Después de los detalles pertinentes, la embarcación las condujo a un sitio llamado “King Fish”- donde listas y equipadas se adentraron en aguas cristalinas. La idea de ver tiburones era casi imposible según el dive master, pero seria posible ver mucho coral y pequeños peces. Como todo pasa a su debido tiempo, la toto y sus amigas pudieron disfrutar de un increíble buceo de mucho coral, pulpos y con gran sorpresa dos tiburones, que parecían esperar a los buzos bajo una cueva misteriosa. A veces el buceo puede convertirse en un circo submarino y después de los últimos dos buceo la toto descubre con pesar que el turismo submarino termina por hacer de los instructores marionetas de entretenimiento, y es difícil reconocer los limites de la curiosidad y la ecología. Parecen decirle a todos lo importante de no violentar el medio ambiente pero a la misma vez son ellos quienes se ven en el derecho de hacerlo. La toto ha de reconocer que tocar una tortuga, un pulpo o un tiburón puede ser de las cosas mas emocionantes, pero a la vez deja un sentimiento de culpa, porque los buzos son observadores ajenos que no deberían intervenir de ninguna manera en ese balance profundo. Ese allí donde la curiosidad conoce admite sus limites.

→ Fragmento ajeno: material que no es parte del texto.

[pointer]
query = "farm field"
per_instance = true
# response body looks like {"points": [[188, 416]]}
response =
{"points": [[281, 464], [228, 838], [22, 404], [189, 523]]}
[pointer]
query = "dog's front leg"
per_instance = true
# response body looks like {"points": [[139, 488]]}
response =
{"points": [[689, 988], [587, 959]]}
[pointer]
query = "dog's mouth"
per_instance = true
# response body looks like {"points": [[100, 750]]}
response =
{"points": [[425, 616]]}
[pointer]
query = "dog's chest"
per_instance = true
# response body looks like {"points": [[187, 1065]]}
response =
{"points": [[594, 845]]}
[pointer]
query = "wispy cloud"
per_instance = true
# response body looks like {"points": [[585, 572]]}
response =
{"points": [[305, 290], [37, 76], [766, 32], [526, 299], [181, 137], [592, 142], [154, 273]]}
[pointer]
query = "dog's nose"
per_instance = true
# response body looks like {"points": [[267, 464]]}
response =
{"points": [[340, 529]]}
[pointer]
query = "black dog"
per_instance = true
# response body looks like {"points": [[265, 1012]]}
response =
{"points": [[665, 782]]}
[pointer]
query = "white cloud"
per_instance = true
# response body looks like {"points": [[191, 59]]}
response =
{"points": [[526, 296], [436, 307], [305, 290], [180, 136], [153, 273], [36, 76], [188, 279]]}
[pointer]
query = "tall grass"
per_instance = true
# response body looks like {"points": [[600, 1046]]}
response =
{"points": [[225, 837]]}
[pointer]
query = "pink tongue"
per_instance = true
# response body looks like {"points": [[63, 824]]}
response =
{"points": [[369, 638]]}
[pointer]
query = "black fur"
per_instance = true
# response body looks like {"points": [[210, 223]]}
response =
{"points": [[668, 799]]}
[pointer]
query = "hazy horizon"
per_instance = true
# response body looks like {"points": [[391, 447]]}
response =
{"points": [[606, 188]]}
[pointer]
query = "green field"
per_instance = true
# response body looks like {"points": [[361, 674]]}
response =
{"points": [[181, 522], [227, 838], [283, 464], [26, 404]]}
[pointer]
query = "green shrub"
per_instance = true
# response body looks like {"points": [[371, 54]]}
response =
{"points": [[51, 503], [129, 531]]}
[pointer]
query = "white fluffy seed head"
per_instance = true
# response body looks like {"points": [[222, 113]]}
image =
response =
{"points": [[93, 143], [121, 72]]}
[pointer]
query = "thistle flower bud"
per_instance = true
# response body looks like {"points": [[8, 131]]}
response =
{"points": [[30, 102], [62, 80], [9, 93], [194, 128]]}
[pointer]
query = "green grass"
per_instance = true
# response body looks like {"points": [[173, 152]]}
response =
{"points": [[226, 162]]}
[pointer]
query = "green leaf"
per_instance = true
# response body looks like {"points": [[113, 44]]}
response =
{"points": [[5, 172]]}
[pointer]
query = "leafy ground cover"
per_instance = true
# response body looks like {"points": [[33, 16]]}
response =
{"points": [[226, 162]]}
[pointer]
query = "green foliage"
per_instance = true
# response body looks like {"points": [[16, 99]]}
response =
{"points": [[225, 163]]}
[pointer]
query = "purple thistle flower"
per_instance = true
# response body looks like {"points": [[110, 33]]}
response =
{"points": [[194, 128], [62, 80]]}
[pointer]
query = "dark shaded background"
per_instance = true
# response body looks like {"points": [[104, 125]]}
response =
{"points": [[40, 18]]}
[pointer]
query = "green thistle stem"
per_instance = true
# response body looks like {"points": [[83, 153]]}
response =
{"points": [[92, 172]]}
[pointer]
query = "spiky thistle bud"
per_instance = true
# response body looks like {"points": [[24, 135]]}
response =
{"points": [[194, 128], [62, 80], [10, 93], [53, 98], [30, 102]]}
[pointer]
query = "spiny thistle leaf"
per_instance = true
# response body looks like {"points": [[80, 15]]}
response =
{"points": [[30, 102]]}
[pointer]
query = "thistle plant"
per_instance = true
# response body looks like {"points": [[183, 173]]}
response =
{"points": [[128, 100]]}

Después de el primer buceo, pudieron disfrutar de unas horas de snorkel, donde entre cuevas y grietas, disfrutaron de nuevo de pulpos y tiburones. El día parecían transcurrir rápidamente y el regreso al barco parecía hacer mas duro pensar que este seria el penúltimo puerto. Uno mas, Papua Nueva Guinea y de allí, un nuevo comienzo, la toto empieza a experimentar finales y comienzos con esa extraña incertidumbre de que pasara, donde parara y que nueva aventura le espera para un ano que pinta diferente y lleno de retos.